L’ho iniziato il 31 luglio, che era un giorno di sfida significativa. Sarebbe stato un giorno soltanto doloroso, se non fossi stata sveglia da oltre 24 ore. Invece è stato un giorno doloroso, e folle. E non ho imparato proprio niente.


Mi mancano 3 cicli di taxolo, poi tanti esami per “tirare le somme” (si dice così), poi l’intervento, che al contrario sarà una sottrazione di qualcosa che mi appartiene. E verrà l’autunno, che col tempo è diventato la stagione che amo. Non quest’anno, credo.

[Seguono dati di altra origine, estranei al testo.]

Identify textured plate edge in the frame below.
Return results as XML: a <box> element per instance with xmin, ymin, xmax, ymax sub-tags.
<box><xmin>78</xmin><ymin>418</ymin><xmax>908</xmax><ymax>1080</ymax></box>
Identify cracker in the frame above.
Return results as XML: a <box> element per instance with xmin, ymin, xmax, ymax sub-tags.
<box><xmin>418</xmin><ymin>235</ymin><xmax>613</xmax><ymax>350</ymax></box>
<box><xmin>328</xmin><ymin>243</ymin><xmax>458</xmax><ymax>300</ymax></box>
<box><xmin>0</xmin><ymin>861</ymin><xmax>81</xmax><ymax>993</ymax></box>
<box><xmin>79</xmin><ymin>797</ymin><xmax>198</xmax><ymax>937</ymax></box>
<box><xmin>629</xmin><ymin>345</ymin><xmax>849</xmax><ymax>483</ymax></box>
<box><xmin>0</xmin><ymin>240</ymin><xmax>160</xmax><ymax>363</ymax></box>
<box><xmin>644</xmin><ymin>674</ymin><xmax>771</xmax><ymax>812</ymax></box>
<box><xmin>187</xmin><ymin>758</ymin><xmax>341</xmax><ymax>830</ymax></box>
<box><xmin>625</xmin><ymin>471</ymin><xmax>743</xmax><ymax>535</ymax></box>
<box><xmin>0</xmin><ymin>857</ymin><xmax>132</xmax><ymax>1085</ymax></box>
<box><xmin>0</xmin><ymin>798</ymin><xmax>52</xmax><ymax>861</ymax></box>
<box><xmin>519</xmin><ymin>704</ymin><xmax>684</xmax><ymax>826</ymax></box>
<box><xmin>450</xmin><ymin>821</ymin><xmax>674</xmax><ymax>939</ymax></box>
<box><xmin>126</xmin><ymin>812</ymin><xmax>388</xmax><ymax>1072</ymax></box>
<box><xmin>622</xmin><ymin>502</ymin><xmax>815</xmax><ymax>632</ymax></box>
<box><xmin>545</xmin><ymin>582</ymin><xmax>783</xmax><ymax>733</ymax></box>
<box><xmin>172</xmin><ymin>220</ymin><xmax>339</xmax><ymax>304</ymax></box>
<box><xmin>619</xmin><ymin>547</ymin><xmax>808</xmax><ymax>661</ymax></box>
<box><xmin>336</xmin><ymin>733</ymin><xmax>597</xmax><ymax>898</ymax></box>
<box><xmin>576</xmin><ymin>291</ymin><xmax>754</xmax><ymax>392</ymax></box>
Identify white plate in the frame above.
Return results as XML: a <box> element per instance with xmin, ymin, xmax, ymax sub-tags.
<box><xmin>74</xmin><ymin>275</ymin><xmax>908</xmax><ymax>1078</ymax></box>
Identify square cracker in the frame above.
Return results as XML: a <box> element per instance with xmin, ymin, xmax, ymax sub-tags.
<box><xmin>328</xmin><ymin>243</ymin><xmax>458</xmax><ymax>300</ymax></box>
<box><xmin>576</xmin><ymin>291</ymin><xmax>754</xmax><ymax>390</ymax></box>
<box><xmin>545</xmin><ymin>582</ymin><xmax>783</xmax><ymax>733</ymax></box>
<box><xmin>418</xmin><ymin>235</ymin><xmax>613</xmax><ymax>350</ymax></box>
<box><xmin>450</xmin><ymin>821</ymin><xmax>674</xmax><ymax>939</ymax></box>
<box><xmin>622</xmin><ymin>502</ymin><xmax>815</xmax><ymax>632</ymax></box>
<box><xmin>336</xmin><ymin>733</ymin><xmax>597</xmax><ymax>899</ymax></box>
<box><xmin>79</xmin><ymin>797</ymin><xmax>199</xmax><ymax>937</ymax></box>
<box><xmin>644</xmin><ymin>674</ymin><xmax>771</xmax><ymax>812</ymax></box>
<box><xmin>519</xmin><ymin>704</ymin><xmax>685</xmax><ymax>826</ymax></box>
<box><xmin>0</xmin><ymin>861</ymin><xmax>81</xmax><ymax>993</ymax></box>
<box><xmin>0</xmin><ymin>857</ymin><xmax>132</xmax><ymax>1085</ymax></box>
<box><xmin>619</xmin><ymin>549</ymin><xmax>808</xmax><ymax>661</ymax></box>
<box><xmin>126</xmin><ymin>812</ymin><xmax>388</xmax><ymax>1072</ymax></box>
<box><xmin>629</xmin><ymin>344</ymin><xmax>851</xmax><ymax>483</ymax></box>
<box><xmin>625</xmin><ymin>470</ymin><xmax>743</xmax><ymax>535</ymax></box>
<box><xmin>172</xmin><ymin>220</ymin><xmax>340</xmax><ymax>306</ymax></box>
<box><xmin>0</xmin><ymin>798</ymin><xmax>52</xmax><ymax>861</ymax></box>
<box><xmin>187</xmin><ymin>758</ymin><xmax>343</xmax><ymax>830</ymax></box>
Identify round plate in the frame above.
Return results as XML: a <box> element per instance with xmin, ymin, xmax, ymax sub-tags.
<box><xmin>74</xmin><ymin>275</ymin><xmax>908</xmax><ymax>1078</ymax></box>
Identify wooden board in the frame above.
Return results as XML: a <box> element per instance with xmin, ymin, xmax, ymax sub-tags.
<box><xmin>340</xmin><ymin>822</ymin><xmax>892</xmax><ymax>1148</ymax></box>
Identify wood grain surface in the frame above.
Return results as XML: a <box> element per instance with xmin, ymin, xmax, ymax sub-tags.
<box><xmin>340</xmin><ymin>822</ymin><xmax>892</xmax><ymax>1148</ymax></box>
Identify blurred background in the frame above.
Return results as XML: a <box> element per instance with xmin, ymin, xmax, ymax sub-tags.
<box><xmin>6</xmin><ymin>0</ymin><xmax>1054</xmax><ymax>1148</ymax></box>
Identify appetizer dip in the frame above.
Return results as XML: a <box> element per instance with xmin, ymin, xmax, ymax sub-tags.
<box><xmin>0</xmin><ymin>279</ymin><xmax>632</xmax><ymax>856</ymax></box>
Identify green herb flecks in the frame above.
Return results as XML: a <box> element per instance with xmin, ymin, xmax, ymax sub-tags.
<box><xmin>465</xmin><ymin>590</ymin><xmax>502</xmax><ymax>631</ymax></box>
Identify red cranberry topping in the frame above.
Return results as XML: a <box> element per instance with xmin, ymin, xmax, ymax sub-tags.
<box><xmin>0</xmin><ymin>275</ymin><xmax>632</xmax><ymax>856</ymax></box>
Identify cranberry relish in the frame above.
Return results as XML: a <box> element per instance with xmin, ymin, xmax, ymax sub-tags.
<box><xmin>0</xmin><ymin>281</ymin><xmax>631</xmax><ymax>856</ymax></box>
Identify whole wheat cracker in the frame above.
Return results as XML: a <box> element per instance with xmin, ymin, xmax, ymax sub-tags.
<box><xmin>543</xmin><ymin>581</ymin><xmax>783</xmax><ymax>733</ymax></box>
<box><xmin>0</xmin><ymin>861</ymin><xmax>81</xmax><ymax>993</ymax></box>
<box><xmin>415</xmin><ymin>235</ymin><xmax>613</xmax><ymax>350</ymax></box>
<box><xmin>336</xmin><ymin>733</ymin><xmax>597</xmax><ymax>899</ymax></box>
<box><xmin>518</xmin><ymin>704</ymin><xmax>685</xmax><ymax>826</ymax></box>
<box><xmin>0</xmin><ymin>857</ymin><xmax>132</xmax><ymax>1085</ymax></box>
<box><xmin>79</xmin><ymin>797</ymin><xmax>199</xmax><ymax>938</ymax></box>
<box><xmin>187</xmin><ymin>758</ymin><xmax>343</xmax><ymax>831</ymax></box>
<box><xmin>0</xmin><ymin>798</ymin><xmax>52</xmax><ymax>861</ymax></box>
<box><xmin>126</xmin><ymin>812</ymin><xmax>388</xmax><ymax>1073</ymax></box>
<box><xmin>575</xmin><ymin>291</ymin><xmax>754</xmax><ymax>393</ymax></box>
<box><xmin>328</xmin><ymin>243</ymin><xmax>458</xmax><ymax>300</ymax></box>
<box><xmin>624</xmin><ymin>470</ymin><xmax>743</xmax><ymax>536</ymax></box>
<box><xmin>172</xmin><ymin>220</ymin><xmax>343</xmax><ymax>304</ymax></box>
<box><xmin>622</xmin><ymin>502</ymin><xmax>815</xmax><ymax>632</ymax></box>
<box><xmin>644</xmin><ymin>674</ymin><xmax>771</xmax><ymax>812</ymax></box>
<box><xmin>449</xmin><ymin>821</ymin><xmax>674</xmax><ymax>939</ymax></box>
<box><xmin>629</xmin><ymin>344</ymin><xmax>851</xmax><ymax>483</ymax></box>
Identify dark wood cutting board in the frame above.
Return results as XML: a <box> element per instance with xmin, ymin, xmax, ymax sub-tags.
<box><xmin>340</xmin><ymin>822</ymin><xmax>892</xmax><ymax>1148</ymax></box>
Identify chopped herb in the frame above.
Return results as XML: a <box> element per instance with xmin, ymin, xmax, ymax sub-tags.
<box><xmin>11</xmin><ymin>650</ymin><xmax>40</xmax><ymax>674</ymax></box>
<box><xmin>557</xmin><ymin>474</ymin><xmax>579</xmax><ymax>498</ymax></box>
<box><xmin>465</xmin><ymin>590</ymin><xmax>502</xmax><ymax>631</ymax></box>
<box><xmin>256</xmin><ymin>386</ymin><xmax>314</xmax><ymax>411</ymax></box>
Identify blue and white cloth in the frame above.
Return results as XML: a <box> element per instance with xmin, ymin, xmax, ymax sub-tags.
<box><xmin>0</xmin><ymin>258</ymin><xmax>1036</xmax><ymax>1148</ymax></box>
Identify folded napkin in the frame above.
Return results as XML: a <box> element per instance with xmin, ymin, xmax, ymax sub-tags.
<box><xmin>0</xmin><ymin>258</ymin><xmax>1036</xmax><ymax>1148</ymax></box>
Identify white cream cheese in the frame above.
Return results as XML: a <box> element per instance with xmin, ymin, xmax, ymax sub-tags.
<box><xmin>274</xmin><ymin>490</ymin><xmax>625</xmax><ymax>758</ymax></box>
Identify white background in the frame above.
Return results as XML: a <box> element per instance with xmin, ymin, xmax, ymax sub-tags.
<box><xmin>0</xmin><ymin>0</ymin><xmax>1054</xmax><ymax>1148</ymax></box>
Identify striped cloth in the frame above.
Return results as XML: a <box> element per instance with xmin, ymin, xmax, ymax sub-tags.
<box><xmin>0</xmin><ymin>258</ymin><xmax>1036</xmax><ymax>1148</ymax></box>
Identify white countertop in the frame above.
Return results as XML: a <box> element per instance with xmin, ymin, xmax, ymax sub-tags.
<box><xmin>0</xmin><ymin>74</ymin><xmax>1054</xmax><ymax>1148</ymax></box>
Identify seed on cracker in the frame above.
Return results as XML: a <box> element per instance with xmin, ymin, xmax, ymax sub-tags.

Per il resto, che c’è da queste parti? Lo sconforto e lo sfinimento. Per questo motivo, immagino, questo post delle PinkInk Series è meno curato di altri.

Di peculiare, forse, c’è uno scampolo di dialogo con una paziente di fronte a me, oggi, durante la chemio. Si parlava del port che le hanno impiantato per la somministrazione delle terapie. Il Port-a-Cath è un dispositivo impiantato sottocute, all’altezza del petto, per l’accesso venoso centrale a lungo termine, ed è un sistema un po’ più elaborato del mio ex picc.
Le chiedevo se ci fossero attività che non può più svolgere da quando ha il port, per esempio sollevare pesi. Mi ha risposto: «No, posso fare tutto. Tutto tranne sparare con fucile e pistola. Sai, per via del contraccolpo».